Gli attori si caratterizzano per essere avvinti da una dualità non solo speculare, ma anche molteplice, al di là del genere sessuale che li caratterizza, anch’esso in maniera duplice: Oreste De Pasquale/ William, bravo e folle interprete, recita con singolare e autentica profondità, immedesimandosi in un protagonista di non semplice interpretazione; il suo alter ego William Caruso/ Wilson, giovane attore messinese, mostra una bella fisicità e apprezzabile presenza scenica. Claudia Zappia/ Ligeia, esperta attrice dalla vocalità ineccepibile ben si destreggia in coppia con Loredana Bruno/ Ulalume. De Pasquale è monologante nella partecipazione, a cui fanno da cornice erotismo e sensualità, nei quali si collocano le esatte movenze coreografiche e i canti sulle musiche della band in scena.

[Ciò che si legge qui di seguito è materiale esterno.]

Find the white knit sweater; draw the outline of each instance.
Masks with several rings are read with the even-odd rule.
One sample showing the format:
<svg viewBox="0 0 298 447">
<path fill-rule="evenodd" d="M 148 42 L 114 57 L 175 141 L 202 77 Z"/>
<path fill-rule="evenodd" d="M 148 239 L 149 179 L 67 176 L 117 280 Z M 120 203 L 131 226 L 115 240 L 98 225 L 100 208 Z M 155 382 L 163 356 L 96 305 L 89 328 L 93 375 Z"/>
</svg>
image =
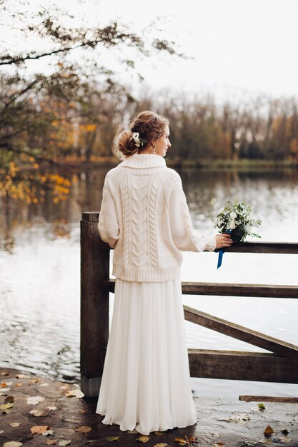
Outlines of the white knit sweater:
<svg viewBox="0 0 298 447">
<path fill-rule="evenodd" d="M 126 281 L 180 275 L 180 251 L 213 251 L 194 229 L 179 175 L 159 155 L 134 154 L 106 174 L 98 229 L 114 248 L 112 273 Z"/>
</svg>

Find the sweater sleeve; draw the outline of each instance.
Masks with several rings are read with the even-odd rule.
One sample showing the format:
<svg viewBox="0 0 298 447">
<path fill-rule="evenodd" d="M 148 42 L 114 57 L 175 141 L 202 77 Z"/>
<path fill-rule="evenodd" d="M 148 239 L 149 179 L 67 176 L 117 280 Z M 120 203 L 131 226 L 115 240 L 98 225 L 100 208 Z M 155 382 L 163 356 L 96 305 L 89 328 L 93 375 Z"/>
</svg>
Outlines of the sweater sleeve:
<svg viewBox="0 0 298 447">
<path fill-rule="evenodd" d="M 208 237 L 192 226 L 189 207 L 179 174 L 169 197 L 169 218 L 172 237 L 182 251 L 214 251 L 215 236 Z"/>
<path fill-rule="evenodd" d="M 109 184 L 105 180 L 97 228 L 104 242 L 114 248 L 119 239 L 119 226 L 116 205 Z"/>
</svg>

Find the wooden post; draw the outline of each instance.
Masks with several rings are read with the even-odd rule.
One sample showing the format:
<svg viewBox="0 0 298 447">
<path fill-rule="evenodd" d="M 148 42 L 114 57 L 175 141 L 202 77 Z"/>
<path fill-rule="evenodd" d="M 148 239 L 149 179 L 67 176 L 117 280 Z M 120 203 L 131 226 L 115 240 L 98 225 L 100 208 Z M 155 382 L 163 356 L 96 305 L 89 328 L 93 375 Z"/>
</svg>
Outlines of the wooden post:
<svg viewBox="0 0 298 447">
<path fill-rule="evenodd" d="M 109 250 L 100 238 L 99 213 L 83 213 L 81 221 L 81 389 L 87 397 L 99 391 L 109 337 Z"/>
</svg>

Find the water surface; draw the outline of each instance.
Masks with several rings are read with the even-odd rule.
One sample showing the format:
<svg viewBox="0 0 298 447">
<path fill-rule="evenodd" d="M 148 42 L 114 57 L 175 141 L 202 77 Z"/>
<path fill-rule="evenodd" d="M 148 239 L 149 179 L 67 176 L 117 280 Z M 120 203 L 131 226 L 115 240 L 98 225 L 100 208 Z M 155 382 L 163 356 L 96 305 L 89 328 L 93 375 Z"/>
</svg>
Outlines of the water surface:
<svg viewBox="0 0 298 447">
<path fill-rule="evenodd" d="M 73 174 L 69 198 L 54 204 L 11 204 L 0 219 L 1 365 L 79 381 L 79 221 L 98 211 L 107 169 Z M 298 173 L 181 171 L 194 226 L 212 234 L 210 200 L 252 202 L 266 241 L 297 242 Z M 298 256 L 184 253 L 183 281 L 298 285 Z M 111 308 L 113 295 L 110 297 Z M 203 311 L 297 343 L 298 300 L 184 296 Z M 186 322 L 189 347 L 262 351 Z M 297 395 L 297 386 L 193 379 L 202 396 Z"/>
</svg>

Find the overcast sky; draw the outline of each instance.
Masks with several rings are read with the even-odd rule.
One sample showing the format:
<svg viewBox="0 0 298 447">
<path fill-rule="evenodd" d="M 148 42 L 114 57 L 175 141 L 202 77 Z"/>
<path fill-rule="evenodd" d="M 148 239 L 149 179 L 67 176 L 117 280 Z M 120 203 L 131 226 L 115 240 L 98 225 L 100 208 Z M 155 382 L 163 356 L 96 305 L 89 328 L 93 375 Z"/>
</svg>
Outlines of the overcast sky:
<svg viewBox="0 0 298 447">
<path fill-rule="evenodd" d="M 46 4 L 39 0 L 36 3 Z M 193 59 L 162 56 L 136 65 L 152 89 L 215 96 L 239 92 L 298 96 L 297 0 L 60 0 L 86 24 L 117 18 L 149 32 L 157 18 L 164 36 Z M 74 21 L 71 22 L 74 25 Z M 46 65 L 44 59 L 41 64 Z M 237 93 L 238 92 L 238 94 Z M 240 94 L 242 94 L 240 93 Z"/>
</svg>

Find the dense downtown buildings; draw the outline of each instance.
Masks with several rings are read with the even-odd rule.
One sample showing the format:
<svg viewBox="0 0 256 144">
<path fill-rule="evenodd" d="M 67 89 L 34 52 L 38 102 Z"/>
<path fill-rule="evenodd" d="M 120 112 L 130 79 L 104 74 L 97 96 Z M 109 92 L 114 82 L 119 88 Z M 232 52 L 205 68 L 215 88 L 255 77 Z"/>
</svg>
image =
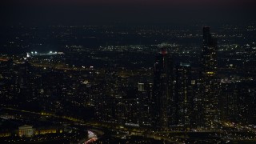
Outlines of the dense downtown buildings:
<svg viewBox="0 0 256 144">
<path fill-rule="evenodd" d="M 101 41 L 149 39 L 143 45 L 122 46 L 119 40 L 117 45 L 86 47 L 63 42 L 70 37 L 61 32 L 56 36 L 63 42 L 60 51 L 1 54 L 0 142 L 255 142 L 253 40 L 228 43 L 234 37 L 244 38 L 238 32 L 212 34 L 206 26 L 191 32 L 60 27 L 70 34 L 106 29 L 97 35 Z M 150 43 L 153 34 L 158 41 L 174 37 L 177 43 Z M 194 44 L 184 44 L 190 40 Z"/>
</svg>

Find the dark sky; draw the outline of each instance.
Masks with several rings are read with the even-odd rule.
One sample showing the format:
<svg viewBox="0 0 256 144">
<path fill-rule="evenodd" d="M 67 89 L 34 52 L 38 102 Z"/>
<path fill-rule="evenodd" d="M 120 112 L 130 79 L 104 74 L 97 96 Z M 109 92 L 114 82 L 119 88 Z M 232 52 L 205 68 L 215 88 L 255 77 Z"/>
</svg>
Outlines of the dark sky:
<svg viewBox="0 0 256 144">
<path fill-rule="evenodd" d="M 254 20 L 253 0 L 3 0 L 2 24 Z"/>
</svg>

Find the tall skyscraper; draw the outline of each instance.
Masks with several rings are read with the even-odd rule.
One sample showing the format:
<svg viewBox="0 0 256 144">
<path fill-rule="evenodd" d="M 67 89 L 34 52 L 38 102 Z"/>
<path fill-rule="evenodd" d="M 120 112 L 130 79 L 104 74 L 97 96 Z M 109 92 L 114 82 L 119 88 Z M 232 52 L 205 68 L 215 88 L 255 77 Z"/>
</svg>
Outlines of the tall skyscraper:
<svg viewBox="0 0 256 144">
<path fill-rule="evenodd" d="M 217 39 L 212 37 L 210 27 L 203 27 L 202 73 L 206 78 L 217 74 Z"/>
<path fill-rule="evenodd" d="M 203 27 L 202 98 L 204 109 L 204 126 L 207 130 L 214 130 L 220 122 L 217 48 L 217 39 L 212 37 L 210 27 Z"/>
<path fill-rule="evenodd" d="M 191 67 L 180 63 L 176 66 L 175 97 L 177 99 L 178 124 L 189 128 L 192 114 Z"/>
<path fill-rule="evenodd" d="M 154 70 L 154 95 L 151 100 L 154 125 L 168 128 L 172 117 L 172 60 L 166 49 L 157 54 Z"/>
</svg>

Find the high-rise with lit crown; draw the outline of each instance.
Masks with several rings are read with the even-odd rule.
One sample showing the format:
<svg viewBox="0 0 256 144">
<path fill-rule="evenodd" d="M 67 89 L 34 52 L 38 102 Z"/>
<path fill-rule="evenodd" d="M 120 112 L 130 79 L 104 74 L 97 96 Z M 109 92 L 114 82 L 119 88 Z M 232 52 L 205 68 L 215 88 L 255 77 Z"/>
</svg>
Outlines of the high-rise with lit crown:
<svg viewBox="0 0 256 144">
<path fill-rule="evenodd" d="M 216 129 L 220 122 L 217 48 L 217 39 L 212 37 L 210 27 L 203 27 L 201 76 L 204 126 L 206 130 Z"/>
<path fill-rule="evenodd" d="M 167 128 L 172 121 L 172 60 L 166 49 L 157 54 L 154 70 L 154 96 L 151 100 L 153 116 L 158 127 Z"/>
</svg>

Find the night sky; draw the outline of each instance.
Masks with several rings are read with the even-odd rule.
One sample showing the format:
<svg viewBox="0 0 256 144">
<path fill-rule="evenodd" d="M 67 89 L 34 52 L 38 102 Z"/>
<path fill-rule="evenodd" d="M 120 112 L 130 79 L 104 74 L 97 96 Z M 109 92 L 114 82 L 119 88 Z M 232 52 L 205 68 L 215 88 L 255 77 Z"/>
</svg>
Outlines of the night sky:
<svg viewBox="0 0 256 144">
<path fill-rule="evenodd" d="M 253 0 L 6 0 L 2 25 L 255 20 Z"/>
</svg>

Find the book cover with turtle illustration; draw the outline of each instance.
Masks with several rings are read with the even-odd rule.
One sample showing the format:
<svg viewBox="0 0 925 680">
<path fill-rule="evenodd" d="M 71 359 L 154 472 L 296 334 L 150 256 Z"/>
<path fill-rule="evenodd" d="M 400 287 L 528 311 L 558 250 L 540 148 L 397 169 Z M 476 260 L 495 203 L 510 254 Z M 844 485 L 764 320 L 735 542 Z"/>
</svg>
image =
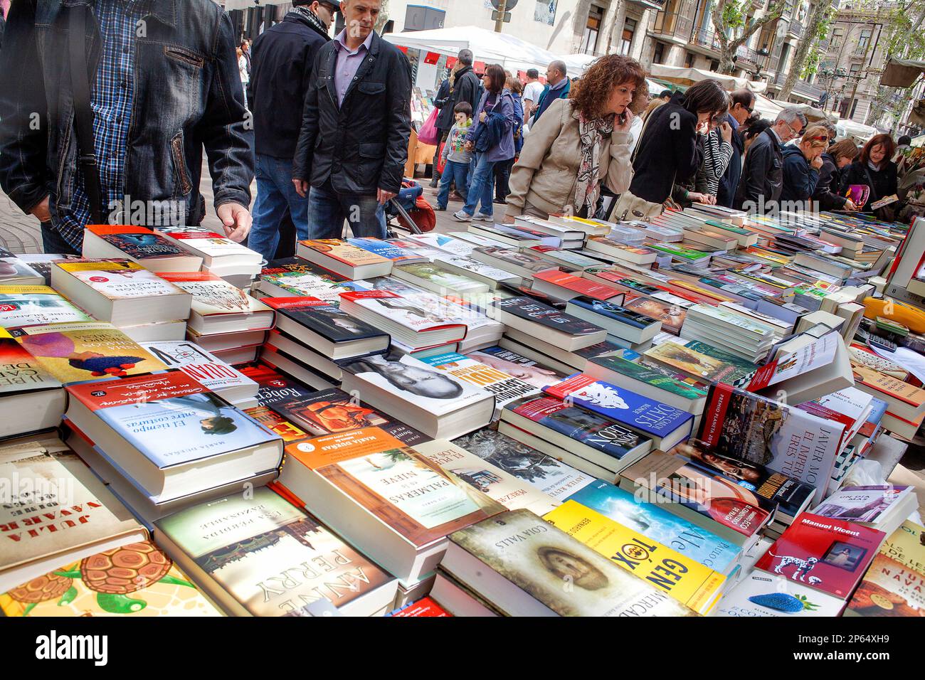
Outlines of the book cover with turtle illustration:
<svg viewBox="0 0 925 680">
<path fill-rule="evenodd" d="M 845 615 L 925 616 L 925 528 L 906 520 L 883 541 Z"/>
<path fill-rule="evenodd" d="M 167 368 L 121 330 L 103 321 L 29 326 L 13 328 L 10 335 L 64 384 Z"/>
<path fill-rule="evenodd" d="M 340 608 L 389 585 L 394 596 L 391 575 L 265 487 L 253 498 L 232 494 L 155 525 L 191 563 L 186 571 L 235 613 L 284 616 L 322 598 Z"/>
<path fill-rule="evenodd" d="M 151 541 L 65 564 L 0 595 L 6 616 L 221 616 Z"/>
<path fill-rule="evenodd" d="M 0 446 L 0 590 L 147 532 L 55 434 Z"/>
<path fill-rule="evenodd" d="M 722 596 L 710 616 L 838 616 L 844 607 L 843 600 L 756 569 Z"/>
</svg>

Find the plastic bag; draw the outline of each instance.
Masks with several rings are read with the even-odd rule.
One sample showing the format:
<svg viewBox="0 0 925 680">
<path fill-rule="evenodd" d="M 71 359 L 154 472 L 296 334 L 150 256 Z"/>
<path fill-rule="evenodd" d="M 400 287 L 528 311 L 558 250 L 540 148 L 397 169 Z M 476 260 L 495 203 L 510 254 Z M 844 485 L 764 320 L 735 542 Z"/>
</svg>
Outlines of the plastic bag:
<svg viewBox="0 0 925 680">
<path fill-rule="evenodd" d="M 439 111 L 437 107 L 430 112 L 430 116 L 424 121 L 421 130 L 417 132 L 417 141 L 422 144 L 431 144 L 437 146 L 440 142 L 440 133 L 437 130 L 437 115 Z"/>
</svg>

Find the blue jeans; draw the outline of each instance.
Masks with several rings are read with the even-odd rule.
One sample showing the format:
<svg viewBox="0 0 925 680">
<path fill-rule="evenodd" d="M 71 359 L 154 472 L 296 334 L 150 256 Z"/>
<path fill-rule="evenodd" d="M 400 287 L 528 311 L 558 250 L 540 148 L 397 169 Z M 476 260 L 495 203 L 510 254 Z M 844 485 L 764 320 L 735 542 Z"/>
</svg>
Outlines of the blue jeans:
<svg viewBox="0 0 925 680">
<path fill-rule="evenodd" d="M 55 229 L 51 222 L 43 222 L 42 228 L 42 250 L 44 253 L 61 255 L 79 255 L 80 251 L 72 246 L 61 232 Z"/>
<path fill-rule="evenodd" d="M 247 247 L 267 261 L 279 245 L 279 222 L 289 207 L 295 225 L 296 238 L 308 238 L 308 196 L 302 198 L 292 184 L 292 160 L 255 155 L 257 198 L 253 202 L 253 226 Z"/>
<path fill-rule="evenodd" d="M 469 192 L 469 164 L 457 163 L 456 161 L 447 161 L 440 175 L 440 192 L 437 195 L 437 204 L 441 208 L 447 207 L 450 201 L 450 185 L 456 181 L 456 191 L 466 200 Z"/>
<path fill-rule="evenodd" d="M 375 195 L 338 193 L 330 180 L 312 187 L 308 200 L 309 239 L 339 239 L 345 219 L 356 238 L 386 238 L 386 212 Z"/>
<path fill-rule="evenodd" d="M 475 171 L 472 175 L 469 182 L 469 196 L 462 206 L 462 212 L 469 216 L 475 214 L 475 207 L 479 202 L 482 203 L 482 215 L 491 216 L 494 214 L 492 207 L 492 193 L 495 186 L 495 162 L 488 160 L 487 154 L 479 154 L 475 159 Z"/>
</svg>

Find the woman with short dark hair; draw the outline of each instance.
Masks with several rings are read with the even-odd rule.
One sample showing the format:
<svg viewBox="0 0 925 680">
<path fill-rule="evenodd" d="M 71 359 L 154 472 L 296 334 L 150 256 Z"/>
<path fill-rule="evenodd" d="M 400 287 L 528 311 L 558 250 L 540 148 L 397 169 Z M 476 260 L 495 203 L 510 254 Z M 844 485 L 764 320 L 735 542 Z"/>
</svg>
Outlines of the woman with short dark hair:
<svg viewBox="0 0 925 680">
<path fill-rule="evenodd" d="M 891 160 L 895 151 L 896 144 L 888 134 L 875 134 L 868 140 L 860 155 L 848 166 L 842 177 L 842 195 L 852 184 L 866 184 L 870 188 L 870 197 L 860 210 L 873 213 L 870 207 L 873 203 L 896 192 L 896 164 Z"/>
<path fill-rule="evenodd" d="M 633 159 L 633 182 L 617 204 L 617 219 L 658 215 L 675 183 L 689 181 L 703 162 L 703 139 L 726 119 L 729 94 L 719 80 L 708 79 L 674 93 L 653 109 Z"/>
<path fill-rule="evenodd" d="M 648 96 L 639 62 L 608 55 L 585 71 L 572 99 L 554 101 L 534 123 L 511 173 L 507 221 L 518 215 L 592 217 L 600 186 L 626 190 L 633 112 Z"/>
<path fill-rule="evenodd" d="M 498 64 L 486 68 L 482 77 L 485 94 L 473 116 L 472 130 L 466 135 L 466 148 L 475 152 L 475 170 L 469 182 L 465 205 L 453 213 L 453 218 L 460 222 L 495 221 L 492 206 L 495 164 L 514 157 L 516 110 L 511 91 L 504 87 L 505 80 L 504 69 Z M 479 203 L 482 207 L 475 215 Z"/>
</svg>

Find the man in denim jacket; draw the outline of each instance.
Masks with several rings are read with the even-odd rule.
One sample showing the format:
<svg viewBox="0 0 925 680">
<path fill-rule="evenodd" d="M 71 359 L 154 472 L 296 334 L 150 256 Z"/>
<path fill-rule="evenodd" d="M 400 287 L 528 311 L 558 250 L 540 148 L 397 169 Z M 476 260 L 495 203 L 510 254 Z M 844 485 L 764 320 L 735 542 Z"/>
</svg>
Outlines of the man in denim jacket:
<svg viewBox="0 0 925 680">
<path fill-rule="evenodd" d="M 80 251 L 92 211 L 78 162 L 68 23 L 81 6 L 104 216 L 202 222 L 204 146 L 218 217 L 242 241 L 253 132 L 234 30 L 209 0 L 15 3 L 0 51 L 0 187 L 42 222 L 46 253 Z"/>
</svg>

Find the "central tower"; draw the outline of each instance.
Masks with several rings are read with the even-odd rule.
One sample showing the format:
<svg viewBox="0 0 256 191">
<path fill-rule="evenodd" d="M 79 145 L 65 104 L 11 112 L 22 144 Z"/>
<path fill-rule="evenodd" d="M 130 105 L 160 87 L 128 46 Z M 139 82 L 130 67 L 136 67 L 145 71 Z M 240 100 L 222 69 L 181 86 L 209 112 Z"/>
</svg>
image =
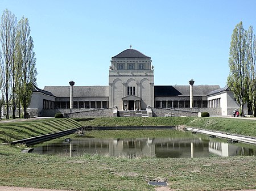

La Casa delle Candele di Carta (qui l’intervista) è il gruppo musicale che compartecipa allo spettacolo, i suoi elementi sono quattro, numero affatto casuale naturalmente: Vincenzo Quadarella, voce, testi e musica; Filippo La Marca, arrangiamenti, piano e moog; Daniele Testa, viola e violino; Umberto Ferro, chitarre. I brani cantati ed eseguiti dal vivo non costituiscono mai un tappeto sonoro su cui si adagiano le azioni sceniche ma entrano continuamente in dialogo con gli attori, mostrando una sapiente e attenta cura nella direzione generale della intera operazione sia del dramma sia della composizione musicale, parti di una medesima combinazione artistica e contenutistica. Non è quindi un caso che i nomi dei pezzi cantati siano tratti da titoli di opere di Poe, pertanto ispirati dalle loro trame, ma con una interpretazione decisamente contemporanea e orecchiabile, a tal punto che viene voglia di ballare su alcuni e si sta a stento seduti sulle poltrone del teatro Savio di Messina.
Le luci di Stefano Barbagallo e l’allestimento curato da Valeria Mendolia rivelano una interessante indagine introspettiva, l’alternarsi di ombre a buio, raramente lascia spazio a un piazzato, i controluce e le posizioni di attori e musicisti sono consonanti con la disposizione registica nella sua totalità. Tale cura pone la sua attenzione paradigmatica al centro della scena, dove il capro espiatorio Poe è innalzato e sprofondato insieme con gli astanti, continuamente chiamati a interrogarsi su quanto avviene; cullati dalle note e scossi da curiosità e tragedie umane irrisolte e pertanto vive e veritiere e a teatro (finalmente!).